Is that 120 number restricted to only certain kinds of packets or was there any other specifics?


csharve

Agreed. It seems much too low, but our DCS is 30 years old and despite upgrades over the years they are not exactly a state of the art provider these days. With that said, these units are also controlling the process, so what amount of traffic they are handling on that side, I do not know. According to the manufacturer, "the unit is protecting itself against what it views as a threat to processing stability". They are Pentium III for darn sake!

I have no specifics on what kind of packets.

Starting to think I will migrate the SQL database directly on the server running NetXMS. Once I migrate the database, I should be able to disconnect the VM from the network and start the core service, connect to the local database, run the management console and adjust my poll settings.

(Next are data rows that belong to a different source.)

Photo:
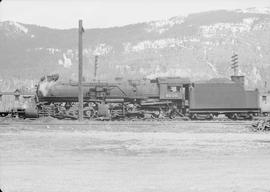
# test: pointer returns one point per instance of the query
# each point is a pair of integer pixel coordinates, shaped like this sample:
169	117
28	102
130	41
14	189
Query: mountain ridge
198	46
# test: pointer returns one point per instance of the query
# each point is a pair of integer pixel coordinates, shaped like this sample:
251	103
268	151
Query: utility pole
96	66
234	60
80	71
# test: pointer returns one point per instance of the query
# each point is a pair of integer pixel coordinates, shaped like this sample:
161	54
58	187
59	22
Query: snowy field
134	157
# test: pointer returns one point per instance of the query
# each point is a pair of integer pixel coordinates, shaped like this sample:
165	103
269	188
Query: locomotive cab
175	89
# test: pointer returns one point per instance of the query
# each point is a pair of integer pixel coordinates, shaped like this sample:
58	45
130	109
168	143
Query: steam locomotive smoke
46	83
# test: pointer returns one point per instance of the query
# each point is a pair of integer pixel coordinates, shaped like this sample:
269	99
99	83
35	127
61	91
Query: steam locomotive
165	97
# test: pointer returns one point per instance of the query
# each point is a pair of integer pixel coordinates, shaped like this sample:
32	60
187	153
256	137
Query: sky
65	14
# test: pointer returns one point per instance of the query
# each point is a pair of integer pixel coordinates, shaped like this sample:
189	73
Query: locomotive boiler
161	97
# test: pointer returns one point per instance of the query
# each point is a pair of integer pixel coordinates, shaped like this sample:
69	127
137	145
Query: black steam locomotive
168	97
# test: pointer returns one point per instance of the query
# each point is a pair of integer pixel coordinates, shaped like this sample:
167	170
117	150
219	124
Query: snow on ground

Stupid question, but I am trying to avoid catastrophe, as long as the NetXMS core service is disabled, I can connect the VM back to the network without fear of this broadcast storm? In other words, if the core service isn't running NetXMS will not poll any nodes, correct? Obviously, I cannot run the management console without the service running, but I just want to ensure NetXMS will not run when I connect back to the network.

Thank you for the help!

Filipp Sudanov

Yes, sure, if NetXMS Core service is stopped, it's won't poll anything.